The dominant economic activity in the district is agriculture, involving almost the entire population. Most agricultural production is for self-support and the main crops are: cassava, maize, bean, sorghum, peanut and rice. Food supply is also aided with domestic animals and hunting of wildlife (deer and wild boar), and the fruit harvest.

Commercial farming of cotton, brown nuts and maize were important in colonial times and post-colonial but are returning, especially the cotton industry is of note. They are also exploited forest resources, especially as energy source for most of the population, although there is great potential forest.

There are also large reserves of graphite which were exploited commercially from 1994 to 2000.

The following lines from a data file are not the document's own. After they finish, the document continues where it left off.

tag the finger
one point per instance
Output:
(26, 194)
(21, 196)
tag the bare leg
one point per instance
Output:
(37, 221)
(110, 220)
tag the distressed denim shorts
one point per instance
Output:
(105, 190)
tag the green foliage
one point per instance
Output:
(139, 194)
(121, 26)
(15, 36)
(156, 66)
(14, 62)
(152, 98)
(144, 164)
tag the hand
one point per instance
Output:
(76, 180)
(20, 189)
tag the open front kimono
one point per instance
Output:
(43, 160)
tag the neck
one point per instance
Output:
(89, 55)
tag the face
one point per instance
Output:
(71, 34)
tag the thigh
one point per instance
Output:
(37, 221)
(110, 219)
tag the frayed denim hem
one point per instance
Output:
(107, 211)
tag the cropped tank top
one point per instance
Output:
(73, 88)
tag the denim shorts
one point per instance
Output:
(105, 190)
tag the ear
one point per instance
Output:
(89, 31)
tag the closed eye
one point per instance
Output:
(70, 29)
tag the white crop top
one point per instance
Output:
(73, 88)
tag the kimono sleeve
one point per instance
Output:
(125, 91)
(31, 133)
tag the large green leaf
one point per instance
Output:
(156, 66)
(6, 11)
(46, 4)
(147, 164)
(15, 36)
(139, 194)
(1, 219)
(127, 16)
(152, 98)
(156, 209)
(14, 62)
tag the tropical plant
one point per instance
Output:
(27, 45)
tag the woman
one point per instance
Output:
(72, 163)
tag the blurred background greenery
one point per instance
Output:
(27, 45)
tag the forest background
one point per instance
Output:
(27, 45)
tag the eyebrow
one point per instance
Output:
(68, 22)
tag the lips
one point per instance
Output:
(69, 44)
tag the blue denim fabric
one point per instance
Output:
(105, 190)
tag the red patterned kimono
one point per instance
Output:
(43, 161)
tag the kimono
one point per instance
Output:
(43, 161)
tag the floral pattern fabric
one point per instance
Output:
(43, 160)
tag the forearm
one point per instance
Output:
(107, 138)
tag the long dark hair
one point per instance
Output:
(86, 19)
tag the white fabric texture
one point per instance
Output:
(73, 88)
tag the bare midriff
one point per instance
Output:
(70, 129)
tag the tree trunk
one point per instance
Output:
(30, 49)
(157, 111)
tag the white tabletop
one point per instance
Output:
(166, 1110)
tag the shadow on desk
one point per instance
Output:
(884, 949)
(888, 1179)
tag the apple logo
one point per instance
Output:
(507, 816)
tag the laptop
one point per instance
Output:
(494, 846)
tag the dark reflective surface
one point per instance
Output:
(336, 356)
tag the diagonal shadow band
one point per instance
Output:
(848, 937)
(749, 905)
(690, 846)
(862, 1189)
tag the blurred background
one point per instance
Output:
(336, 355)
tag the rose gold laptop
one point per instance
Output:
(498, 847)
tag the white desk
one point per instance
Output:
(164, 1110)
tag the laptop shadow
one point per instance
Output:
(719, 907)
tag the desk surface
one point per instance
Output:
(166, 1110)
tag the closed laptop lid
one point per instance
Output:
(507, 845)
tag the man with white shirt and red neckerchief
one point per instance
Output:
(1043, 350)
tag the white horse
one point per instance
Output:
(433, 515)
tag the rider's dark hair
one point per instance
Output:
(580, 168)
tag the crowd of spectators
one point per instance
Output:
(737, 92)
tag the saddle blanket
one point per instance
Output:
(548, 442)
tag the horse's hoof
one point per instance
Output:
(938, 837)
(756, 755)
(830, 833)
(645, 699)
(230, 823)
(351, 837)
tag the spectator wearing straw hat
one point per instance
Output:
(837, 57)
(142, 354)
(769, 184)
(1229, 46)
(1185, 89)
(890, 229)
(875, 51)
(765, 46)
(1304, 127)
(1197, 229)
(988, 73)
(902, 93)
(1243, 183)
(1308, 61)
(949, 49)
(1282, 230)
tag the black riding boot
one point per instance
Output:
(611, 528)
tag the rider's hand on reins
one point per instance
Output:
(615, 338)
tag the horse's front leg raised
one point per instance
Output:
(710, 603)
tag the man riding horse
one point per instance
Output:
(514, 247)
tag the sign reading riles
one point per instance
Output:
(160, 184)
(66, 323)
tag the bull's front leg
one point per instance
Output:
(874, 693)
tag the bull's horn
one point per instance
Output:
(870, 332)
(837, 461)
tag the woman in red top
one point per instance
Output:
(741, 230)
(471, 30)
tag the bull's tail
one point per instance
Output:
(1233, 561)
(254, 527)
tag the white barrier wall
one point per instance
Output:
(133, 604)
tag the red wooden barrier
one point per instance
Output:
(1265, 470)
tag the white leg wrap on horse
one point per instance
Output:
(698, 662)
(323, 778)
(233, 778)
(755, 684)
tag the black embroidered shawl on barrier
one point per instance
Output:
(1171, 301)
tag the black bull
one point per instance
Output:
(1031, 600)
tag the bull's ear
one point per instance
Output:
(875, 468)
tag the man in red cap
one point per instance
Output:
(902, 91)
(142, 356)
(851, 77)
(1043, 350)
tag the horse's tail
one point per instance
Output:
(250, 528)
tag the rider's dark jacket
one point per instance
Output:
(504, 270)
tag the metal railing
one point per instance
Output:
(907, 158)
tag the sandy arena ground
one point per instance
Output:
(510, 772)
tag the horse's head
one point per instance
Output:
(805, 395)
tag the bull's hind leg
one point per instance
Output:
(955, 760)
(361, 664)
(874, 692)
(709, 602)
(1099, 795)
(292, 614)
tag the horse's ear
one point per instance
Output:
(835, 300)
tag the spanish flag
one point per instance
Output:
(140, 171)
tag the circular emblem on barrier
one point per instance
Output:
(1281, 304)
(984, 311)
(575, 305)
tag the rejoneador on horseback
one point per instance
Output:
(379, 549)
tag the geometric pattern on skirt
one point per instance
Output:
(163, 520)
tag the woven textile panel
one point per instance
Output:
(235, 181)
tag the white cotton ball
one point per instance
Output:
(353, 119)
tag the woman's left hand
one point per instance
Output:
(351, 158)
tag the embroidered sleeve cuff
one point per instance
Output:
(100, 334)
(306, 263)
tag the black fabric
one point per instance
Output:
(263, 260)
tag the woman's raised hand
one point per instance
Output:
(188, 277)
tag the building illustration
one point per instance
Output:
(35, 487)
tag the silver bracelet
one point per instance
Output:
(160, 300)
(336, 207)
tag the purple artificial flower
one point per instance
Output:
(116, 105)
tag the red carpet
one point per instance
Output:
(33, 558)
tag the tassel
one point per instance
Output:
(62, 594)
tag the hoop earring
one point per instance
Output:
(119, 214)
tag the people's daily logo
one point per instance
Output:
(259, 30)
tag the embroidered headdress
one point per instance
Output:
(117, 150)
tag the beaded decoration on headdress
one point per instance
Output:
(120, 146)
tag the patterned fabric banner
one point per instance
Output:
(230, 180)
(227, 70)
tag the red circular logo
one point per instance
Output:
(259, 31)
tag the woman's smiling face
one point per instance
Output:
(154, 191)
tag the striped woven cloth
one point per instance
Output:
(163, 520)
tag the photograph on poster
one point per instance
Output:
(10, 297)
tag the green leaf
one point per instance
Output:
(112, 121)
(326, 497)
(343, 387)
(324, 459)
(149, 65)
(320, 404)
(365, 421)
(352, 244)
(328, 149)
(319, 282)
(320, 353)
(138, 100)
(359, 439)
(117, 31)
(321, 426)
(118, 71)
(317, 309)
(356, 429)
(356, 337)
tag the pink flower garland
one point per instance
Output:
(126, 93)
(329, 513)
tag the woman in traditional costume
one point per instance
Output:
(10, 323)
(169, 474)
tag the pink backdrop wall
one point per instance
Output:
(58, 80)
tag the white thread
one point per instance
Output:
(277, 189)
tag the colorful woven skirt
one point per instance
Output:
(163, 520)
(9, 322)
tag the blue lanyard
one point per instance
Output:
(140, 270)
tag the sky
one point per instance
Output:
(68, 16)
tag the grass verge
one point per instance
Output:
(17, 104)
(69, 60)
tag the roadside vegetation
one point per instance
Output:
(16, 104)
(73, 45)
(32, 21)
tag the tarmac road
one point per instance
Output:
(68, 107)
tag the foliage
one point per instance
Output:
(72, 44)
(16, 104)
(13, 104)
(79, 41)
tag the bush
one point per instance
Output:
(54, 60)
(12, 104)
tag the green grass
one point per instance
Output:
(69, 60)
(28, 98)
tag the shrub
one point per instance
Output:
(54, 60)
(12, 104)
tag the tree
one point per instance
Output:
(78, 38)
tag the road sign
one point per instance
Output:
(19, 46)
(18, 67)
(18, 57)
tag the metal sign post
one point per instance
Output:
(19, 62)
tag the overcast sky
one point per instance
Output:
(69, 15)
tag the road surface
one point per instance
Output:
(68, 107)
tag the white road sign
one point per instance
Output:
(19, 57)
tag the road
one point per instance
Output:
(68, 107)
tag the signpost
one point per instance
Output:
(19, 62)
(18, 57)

Graphites de Ancuabe Ltda. operated a sizeable mine and plant near Ancuabe from 1994 to 1999. According to feasibility studies for international mining companies, the reserves amount to about 1 million tonnes of ore with a content of 10% graphite. The extraction capacity installed (open) has a potential production capacity of 10,000 tons of graphite a year. The extraction and processing were stalled in 1999, however, due to a number of reasons, particularly financial difficulties of the dealer, the low price of the mineral on the international market and a poor and expensive power supply, because the district is not yet connected to the national grid. In 2007, the Mozambique government announced its intention to re-open the mine, but this depends on the supply of electricity from the Cahora Bassa Dam.